Juru bicara Hizbullah, Mohammed Afif, dilaporkan tewas akibat serangan Israel di pusat Kota Beirut. Hal ini telah dikonfirmasi oleh kelompok militan Lebanon tersebut. Menurut informasi dari Kantor Berita Nasional Lebanon (NNA), Afif tewas dalam serangan yang menghantam markas besar Partai Baath di kawasan Ras al-Naba yang padat penduduk pada hari Minggu. Seperti yang dilaporkan oleh BBC pada Senin (18/11), situasi ini menunjukkan betapa seriusnya dampak serangan tersebut.
Kementerian Kesehatan Lebanon mencatat bahwa empat orang tewas dalam insiden itu, meskipun tidak menyebutkan identitas para korban. Selain itu, setidaknya 14 orang lainnya mengalami luka-luka. Afif dikenal sebagai salah satu wajah publik yang tersisa dari kelompok tersebut dan terakhir kali terlihat pada hari Senin (11/11), saat ia mengadakan konferensi pers di pinggiran selatan Beirut, tempat kelompok tersebut bermarkas.
Menurut NNA, sebagian besar markas besar Partai Baath mengalami kerusakan parah akibat serangan itu. Partai Baath Lebanon merupakan cabang dari Partai Baath Suriah yang dipimpin oleh Presiden Bashar Al-Assad, yang merupakan sekutu Hizbullah. Markas besar ini terletak di persimpangan sibuk yang menghubungkan bagian barat dan timur Beirut dengan pusat kota dan jalan menuju bandara, yang melewati pinggiran selatan.

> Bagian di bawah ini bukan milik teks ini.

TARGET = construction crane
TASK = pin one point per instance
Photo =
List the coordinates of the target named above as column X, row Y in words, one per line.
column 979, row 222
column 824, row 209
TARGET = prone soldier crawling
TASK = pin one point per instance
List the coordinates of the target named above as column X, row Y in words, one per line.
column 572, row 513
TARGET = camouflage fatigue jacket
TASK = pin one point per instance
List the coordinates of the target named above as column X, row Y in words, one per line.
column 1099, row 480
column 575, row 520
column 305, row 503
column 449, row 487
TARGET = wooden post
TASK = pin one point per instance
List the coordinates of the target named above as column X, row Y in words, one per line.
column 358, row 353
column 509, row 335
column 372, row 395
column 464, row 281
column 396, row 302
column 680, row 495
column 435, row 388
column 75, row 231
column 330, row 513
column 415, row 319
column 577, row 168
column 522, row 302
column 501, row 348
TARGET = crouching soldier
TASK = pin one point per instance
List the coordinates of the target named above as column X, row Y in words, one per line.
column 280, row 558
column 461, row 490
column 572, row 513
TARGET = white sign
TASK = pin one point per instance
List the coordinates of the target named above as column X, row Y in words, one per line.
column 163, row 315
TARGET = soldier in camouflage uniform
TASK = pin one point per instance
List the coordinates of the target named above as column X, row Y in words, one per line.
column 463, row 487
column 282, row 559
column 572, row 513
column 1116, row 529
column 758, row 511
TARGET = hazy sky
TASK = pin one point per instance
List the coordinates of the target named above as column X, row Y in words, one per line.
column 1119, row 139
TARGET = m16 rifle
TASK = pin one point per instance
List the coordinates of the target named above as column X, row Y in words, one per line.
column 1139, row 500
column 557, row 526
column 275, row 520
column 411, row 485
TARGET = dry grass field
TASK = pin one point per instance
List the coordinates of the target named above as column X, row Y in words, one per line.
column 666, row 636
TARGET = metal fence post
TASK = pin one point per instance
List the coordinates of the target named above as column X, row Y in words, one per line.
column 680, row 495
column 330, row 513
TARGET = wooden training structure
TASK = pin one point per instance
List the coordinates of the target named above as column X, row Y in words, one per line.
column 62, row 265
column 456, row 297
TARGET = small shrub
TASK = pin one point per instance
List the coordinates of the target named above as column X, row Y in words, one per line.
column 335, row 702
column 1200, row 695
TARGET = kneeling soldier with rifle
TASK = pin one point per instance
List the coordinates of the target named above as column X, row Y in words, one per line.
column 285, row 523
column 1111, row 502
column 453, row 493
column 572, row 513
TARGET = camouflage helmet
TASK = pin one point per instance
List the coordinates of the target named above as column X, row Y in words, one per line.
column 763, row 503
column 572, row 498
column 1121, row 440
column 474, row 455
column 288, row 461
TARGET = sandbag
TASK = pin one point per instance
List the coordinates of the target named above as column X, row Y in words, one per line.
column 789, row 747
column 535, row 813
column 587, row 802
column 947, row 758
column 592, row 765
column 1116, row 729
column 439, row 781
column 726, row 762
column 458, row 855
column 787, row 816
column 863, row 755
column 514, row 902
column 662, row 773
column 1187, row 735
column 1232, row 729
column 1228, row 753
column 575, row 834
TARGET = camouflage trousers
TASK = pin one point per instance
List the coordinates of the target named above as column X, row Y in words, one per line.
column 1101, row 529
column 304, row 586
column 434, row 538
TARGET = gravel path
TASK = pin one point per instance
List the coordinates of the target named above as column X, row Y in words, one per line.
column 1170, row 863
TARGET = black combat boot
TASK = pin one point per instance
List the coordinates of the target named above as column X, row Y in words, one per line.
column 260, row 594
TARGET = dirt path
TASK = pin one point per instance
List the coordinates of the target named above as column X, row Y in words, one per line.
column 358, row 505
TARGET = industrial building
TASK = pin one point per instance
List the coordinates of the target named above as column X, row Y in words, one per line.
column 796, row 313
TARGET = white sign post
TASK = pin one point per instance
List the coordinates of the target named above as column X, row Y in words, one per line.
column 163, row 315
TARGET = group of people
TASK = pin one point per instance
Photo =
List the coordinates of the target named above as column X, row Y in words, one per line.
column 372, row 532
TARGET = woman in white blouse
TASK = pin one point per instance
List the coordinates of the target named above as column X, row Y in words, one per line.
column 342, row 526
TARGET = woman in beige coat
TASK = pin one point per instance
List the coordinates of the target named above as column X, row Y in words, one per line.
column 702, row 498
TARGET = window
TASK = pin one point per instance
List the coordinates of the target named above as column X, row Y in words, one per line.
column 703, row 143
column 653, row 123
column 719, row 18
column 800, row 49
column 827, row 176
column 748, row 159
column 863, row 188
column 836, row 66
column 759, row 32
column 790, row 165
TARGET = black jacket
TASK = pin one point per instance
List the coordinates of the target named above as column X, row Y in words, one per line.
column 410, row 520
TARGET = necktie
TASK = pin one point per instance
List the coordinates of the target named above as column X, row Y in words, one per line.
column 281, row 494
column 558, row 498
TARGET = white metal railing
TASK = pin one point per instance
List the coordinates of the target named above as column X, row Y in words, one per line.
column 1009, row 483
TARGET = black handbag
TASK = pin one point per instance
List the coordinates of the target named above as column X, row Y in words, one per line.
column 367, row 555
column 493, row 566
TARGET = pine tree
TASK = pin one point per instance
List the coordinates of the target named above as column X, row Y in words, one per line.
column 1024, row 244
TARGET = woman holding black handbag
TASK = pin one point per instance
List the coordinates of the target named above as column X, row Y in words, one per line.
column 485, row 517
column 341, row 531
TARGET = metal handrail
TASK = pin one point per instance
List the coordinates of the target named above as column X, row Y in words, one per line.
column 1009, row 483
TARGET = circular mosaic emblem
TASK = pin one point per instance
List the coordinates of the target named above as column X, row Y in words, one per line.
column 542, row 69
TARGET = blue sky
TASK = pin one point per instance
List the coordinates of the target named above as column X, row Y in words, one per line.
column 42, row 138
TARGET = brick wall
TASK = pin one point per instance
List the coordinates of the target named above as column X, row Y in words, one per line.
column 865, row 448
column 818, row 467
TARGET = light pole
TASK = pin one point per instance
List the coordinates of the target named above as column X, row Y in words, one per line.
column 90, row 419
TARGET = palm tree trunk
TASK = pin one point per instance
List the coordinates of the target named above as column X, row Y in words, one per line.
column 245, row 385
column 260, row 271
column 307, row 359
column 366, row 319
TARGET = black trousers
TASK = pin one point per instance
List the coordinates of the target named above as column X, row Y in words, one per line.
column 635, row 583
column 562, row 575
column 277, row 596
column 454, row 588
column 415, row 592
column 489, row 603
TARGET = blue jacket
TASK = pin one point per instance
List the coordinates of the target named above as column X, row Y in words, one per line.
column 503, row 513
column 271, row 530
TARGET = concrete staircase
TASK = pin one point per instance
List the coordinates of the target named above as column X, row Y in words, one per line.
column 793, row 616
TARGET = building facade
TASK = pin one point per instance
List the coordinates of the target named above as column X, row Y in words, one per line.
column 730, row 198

Dalam seminggu terakhir, militer Israel telah meningkatkan serangannya di Beirut, di tengah upaya baru yang dipimpin oleh Amerika Serikat (AS) untuk mencapai gencatan senjata. Israel mengklaim bahwa serangan terhadap Hizbullah bertujuan untuk mengembalikan puluhan ribu warganya yang terpaksa mengungsi setelah serangan kelompok itu yang mendukung Hamas sejak 8 Oktober 2023.
Kementerian Kesehatan Lebanon melaporkan bahwa lebih dari 3.400 orang telah tewas di Lebanon sejak saat itu, termasuk sedikitnya 2.600 orang setelah Israel melancarkan serangan udara yang intens diikuti oleh invasi darat di selatan pada akhir September. Selain itu, sekitar 1,2 juta orang lainnya terpaksa mengungsi.